Researchers at the University of California Riverside are working with a little-known class of plant hormones in hopes they can someday trick weeds in cash crop fields to germinate at a time when they harmlessly starve to death. Their work also underscores the importance of subterranean microbial populations and fungal networks.
Based on studies showing strigolactones are associated with signaling the transport of moisture and nutrients to crop roots, along with the fact they help improve build mycorrhizal fungi networks, AND trigger germination of weed seeds, UCR scientists think it may be possible provide a novel mode of action to fight chemical-resistant weeds in farm fields.
UCR plant biologist David Nelson says usually plant hormones to not “radiate externally” by being exuded through the roots at the same time they are active within the plant, but strigolactones possess this trait. They were originally identified when observations showed they aided in the germination of the weed species striga (from which they were named) in the roots of cotton plants.

WIPEOUT. Parasitic broomrape survives by siphoning nutrients from other plants. The pods on a single stock of it can hold thousands of seeds. In cotton, striga seeds awaken to mycorrhizal fungi activity and develop in time to hijack the nutrients of the emerging crop. (University of California Riverside photo)
In the presence of strigolactones striga seeds apparently are signaled to germinate and once that occurs the emerging striga plant invades adjacent cotton plant roots and hijacks moisture and nutrients – becoming a fierce parasitic competitor of the cotton.

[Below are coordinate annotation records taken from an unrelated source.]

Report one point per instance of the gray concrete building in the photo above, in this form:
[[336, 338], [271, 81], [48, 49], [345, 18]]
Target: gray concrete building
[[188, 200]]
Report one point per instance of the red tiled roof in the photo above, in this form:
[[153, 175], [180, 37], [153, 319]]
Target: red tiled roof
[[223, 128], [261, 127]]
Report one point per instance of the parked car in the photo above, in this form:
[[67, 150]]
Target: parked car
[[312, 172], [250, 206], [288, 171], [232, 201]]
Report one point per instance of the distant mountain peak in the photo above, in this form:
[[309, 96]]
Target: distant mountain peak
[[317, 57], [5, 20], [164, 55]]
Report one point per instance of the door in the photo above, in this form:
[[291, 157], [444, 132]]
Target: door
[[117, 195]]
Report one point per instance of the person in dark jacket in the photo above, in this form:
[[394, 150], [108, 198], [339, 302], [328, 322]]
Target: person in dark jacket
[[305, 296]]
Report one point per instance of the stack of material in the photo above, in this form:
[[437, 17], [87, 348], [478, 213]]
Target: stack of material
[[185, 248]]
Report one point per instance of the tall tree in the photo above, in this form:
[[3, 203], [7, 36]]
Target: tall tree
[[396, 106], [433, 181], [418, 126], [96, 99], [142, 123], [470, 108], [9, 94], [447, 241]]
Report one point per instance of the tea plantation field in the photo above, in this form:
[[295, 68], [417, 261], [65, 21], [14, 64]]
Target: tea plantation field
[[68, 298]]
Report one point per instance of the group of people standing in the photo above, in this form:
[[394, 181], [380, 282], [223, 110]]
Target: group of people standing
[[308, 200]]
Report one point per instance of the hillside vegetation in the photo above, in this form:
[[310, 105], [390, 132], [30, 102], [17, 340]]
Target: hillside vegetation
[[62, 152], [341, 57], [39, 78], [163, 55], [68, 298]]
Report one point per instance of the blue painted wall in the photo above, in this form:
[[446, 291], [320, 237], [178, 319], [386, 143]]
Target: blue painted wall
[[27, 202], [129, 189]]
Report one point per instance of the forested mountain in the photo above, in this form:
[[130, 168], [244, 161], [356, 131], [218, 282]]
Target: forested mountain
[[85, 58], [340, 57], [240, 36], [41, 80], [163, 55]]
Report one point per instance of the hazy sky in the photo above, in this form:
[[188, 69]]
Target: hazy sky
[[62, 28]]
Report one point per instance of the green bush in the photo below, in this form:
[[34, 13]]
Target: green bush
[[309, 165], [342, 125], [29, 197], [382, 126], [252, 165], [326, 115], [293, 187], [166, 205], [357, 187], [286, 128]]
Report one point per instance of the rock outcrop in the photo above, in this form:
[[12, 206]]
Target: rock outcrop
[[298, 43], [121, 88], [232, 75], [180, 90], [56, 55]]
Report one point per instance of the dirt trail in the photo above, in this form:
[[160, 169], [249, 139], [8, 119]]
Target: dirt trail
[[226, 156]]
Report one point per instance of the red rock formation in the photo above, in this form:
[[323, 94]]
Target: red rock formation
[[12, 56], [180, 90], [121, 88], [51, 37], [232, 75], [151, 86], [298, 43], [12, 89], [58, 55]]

“These weeds are waiting for a signal to wake up. We can give them that signal at the wrong time – when there’s no food for them — so they sprout and die,” Nelson explains. “It’s like flipping their own switch against them, essentially encouraging them to self-destruct.”
To understand strigolactones production, the research team led by Yanran Li, now with UC San Diego, developed an innovative system using bacteria and yeast. By engineering E. coli and yeast cells to function like tiny chemical factories, they recreated the biological steps necessary to produce the hormones in a controlled environment and potentially in economic quantities.
“This is a powerful system for investigating plant enzymes,” Nelson says. “It enables us to characterize genes that have never been studied before and manipulate them to see how they affect the type of strigolactones being made.”
Scientists still have questions about whether the “weed suicide” strategy will work in real-world farm-field size areas.
“We’re testing whether we can fine-tune the chemical signal to be even more effective,” Nelson says. “If we can, this could be a game-changer for farmers battling these weeds.”
The researchers say strigolactones also hold promise for medical and environmental applications suggesting they could be used as anti-viral or anti-cancer agents. Also, there’s interest in their potential role in combatting citrus greening disease which is crippling citrus production in Florida.
Evidence for No-Till
Beyond the impact the UCR research may provide on future weed control tactics, it also demonstrates the importance of seemingly-insignificant hormonal compounds in the relationship crop roots have with the rhizosphere in which they are grow. Roots affect the soil and its microbial population—which includes mycorrhizal fungi—and those in turn affect the well-being of the roots themselves and, consequently, the plant.
Soil health experts have long advocated against topsoil disturbance with plows, chisels and disks, which not only destroy soil aggregation (a product of plant exudates), but wreck the valuable mycorrhizal fungi networks which work in tandem with hormones like strigolactones to enhance plant uptake of nutrients and moisture.
Studies show nitrogen starvation enhances strigolactones production and exudation in sorghum, corn, and lettuce, suggesting that these plants depend on the fungal networks for nitrogen. In rice, sulfate deficiency also promotes strigolactones exudates which indicates the networks are likely important to sulfur acquisition.
Once such networks have been destroyed it takes a long time to rebuild them from naturally-occurring spores found on various crop and pasture plants. Eventually, if the soil is left undisturbed, the fungal networks will interconnect all plant roots in a continuous field and even between fields, explains Allen Williams of Understanding Ag.
“The biggest deficiency we see in almost all cropland and pastureland we have tested is mycorrhizal fungi which often comprise less than 3-4% of the total living microbial biomass in our soils. Greater than 90% of all the soil samples we look at are bacterially dominated (85-95%) and terribly deficient in mycorrhizal fungi.”